Reviews

Review: Exodus: Gods and Kings

0

Folks don’t know this about me, but I have a soft spot for biblical stories. Having been raised half Roman Catholic, half who gives a hooey, I have an abundant knowledge of Christian bible quotes and intricacies. Regardless of your beliefs, you have to admit the Bible is full of fantastical, involving stories ripe for big budget adaptations like these. 

It’s really the simplicity of it all that makes it entertaining. Bad guys are bad, good guys are unequivocally good, and some invisible force is guiding everyone’s decisions. But when that guiding force doesn’t know when to reign it in, you get Exodus: Gods and Kings. 

Exodus: Gods and Kings | Official Trailer [HD] | 20th Century FOX

Exodus: Gods and Kings
Directors: Ridley Scott
Release Date: December 12th, 2014 
Rating: PG-13

Exodus: Gods and Kings is the story of Moses (Christian Bale), raised as the son of an Egyptian general and his close friend Ramses (Joel Edgerton), who’s next in line to inherit the Egyptian throne. After Moses learns he’s actually a Hebrew child saved from a disaster, Ramses sends him into exile. Through this exile and years of traveling, Moses discovers the Isreaelite God and learns he’s been chosen to free the Isreaelites from slavery. Then we’ve got all the beats you remember: plagues, Passover, and an Isreaelite army training montage. 

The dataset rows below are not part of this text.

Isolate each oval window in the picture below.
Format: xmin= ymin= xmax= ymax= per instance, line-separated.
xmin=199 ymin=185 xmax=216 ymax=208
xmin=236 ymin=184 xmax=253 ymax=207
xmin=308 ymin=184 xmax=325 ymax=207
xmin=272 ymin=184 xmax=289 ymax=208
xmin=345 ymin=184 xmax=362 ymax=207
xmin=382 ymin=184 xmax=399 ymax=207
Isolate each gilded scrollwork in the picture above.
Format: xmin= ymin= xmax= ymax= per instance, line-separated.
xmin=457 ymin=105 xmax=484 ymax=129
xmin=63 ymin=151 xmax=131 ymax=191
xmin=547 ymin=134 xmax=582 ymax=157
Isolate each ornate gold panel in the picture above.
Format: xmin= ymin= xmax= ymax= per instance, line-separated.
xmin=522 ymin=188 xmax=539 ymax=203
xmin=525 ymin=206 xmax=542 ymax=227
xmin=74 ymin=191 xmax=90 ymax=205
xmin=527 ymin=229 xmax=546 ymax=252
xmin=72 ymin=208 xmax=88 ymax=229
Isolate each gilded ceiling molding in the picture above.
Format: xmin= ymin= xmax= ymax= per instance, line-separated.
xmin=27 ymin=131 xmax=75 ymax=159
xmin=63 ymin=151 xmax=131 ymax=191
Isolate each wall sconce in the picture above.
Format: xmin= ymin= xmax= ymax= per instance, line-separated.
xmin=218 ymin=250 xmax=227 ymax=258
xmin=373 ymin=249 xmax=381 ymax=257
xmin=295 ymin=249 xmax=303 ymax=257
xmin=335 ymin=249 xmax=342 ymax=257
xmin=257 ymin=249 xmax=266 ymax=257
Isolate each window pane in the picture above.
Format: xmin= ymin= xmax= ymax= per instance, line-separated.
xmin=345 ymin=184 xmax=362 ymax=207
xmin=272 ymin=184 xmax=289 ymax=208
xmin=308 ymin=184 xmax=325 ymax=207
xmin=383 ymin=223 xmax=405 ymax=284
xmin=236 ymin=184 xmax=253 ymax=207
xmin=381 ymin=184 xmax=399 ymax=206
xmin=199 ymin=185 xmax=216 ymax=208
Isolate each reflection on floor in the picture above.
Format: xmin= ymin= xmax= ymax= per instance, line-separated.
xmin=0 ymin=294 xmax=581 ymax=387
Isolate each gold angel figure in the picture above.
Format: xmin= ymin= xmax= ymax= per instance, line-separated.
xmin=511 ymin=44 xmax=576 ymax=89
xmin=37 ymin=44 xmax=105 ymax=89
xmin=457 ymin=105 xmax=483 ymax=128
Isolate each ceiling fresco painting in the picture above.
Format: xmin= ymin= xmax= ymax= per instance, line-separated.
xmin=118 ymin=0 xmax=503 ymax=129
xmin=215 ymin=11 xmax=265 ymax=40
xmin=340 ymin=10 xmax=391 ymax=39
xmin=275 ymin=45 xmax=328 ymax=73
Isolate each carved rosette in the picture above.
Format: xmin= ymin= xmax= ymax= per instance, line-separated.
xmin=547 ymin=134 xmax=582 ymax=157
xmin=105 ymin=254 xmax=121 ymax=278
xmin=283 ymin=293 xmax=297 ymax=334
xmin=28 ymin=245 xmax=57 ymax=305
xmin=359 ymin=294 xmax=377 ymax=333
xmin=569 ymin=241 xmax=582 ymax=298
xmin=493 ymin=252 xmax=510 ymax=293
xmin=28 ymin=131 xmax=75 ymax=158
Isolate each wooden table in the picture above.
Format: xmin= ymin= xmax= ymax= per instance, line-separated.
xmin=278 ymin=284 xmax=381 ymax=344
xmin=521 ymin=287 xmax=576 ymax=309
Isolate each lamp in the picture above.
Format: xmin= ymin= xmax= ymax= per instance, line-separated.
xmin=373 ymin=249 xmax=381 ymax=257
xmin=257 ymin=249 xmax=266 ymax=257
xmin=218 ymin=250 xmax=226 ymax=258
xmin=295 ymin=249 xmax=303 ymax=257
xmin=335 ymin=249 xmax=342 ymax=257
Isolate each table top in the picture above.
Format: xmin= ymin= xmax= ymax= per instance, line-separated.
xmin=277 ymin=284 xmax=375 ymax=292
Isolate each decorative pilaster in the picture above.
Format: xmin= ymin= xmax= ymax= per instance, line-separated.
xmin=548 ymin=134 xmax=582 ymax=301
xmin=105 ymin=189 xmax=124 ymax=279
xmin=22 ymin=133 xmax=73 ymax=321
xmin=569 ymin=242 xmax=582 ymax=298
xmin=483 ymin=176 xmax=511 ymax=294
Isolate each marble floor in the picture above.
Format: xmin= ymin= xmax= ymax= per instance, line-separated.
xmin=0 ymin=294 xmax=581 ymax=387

There was a big casting controversy surrounding this film before its release. When Ridley Scott revealed that the Egyptians (and Moses) were played by white actors while the non-white actors were stuck with the lesser roles (like slave and thief), it caused quite a stir. Arguments went back and forth as to what the cause was (ranging anywhere from “you can’t sell a film with non-white actors” to “this is historically accurate”), but I’d like to confirm that at the end of the day, none of that actually matters. Exodus: Gods and Kings is a big, dumb, and goofy epic so the whitewashing is like vanilla icing on the cake. It’s an oddly helpful anchor as you slowly realize the rest of the film lacks this kind of conviction.

Exodus can’t decide whether or not it wants to be religious as there are semblances of both anti and pro religious arguments. While there is an active presence of God in Exodus, it’s portrayed as a young boy making rash and violent decisions, and it’s wonderfully sacrilegious (He makes Moses raise an army of Hebrews, sends sharks and alligators as a plague, kills without hesitation) when there’re hints that Moses might just be senile. But it totally backs out of this by falling back on the “faith over all” that’s inherent in this story. It completely comes out of left field as “faith” isn’t a major theme of this film before the final third.  Whether or not you agree with the faith, a story praising the work of God at least knows what it wants to do. And it’s not like the other side of that coin wouldn’t work either. A recent example, Darren Aronofsky’s Noah, proves that you can tell an agnostic version of a religious story and still hold weight.

Without the fervor brought on from commitment one way or the other, we’re left wallowing in this grey matter. Add this to Exodus‘s overtly long run time, any period of indecisiveness is felt even more so. The pace is almost punishing (exacerbated by the amount of filler present in the narrative). And honestly the turgid pace and whitewashing would’ve been fine had anyone done anything of note. Other than Joel Edgerton as Ramses (who stands out with his prim, nervous take on the Pharoah), no other cast member (even Christian Bale) survives in this blob. It may be the fault of the source material, but there are far too many characters given far too little screen time to actually care what anyone is doing. And when someone does show up and says something, what little plot they’re given is swept under the rug in favor of something else. It’s like weaving a rug thread by thread, taking a break, and starting from a different end each time. Nothing’s ever started, so nothing finishes. 

Oh, and what was that accent Christian Bale? Seriously. 

Exodus is evocative of classic Hollywood tropes in the best and worst ways. With biblical stories of this ilk, there’s just some things you have to accept. You have to accept they’re going to be a certain length, you have to accept it’s going to retell the same story once again, and you’ve got to accept that it’s going to have certain underlying messages. But you don’t have to accept an un-entertaining film. While this bloated narrative does invoke the “epic” nature of classic Hollywood (and it looks pretty damn good in some areas), and is therefore coincidentally nostalgic (bad as it is, seeing white folks rescuing brown folks is something we’ve seen time and time again), it’s so mismanaged that you’re better off with one of the many other takes on this story. 

If after reading this review you’re still somehow compelled to go out and see Exodus: Gods and Kings, here’s a funny tidbit. During my screening, a gentleman in the row in front of me fell asleep…twice. It wasn’t the humble, slumped over sleep either. He had an abrasive, loud snore each time. 

I don’t think there’s a criticism more fitting.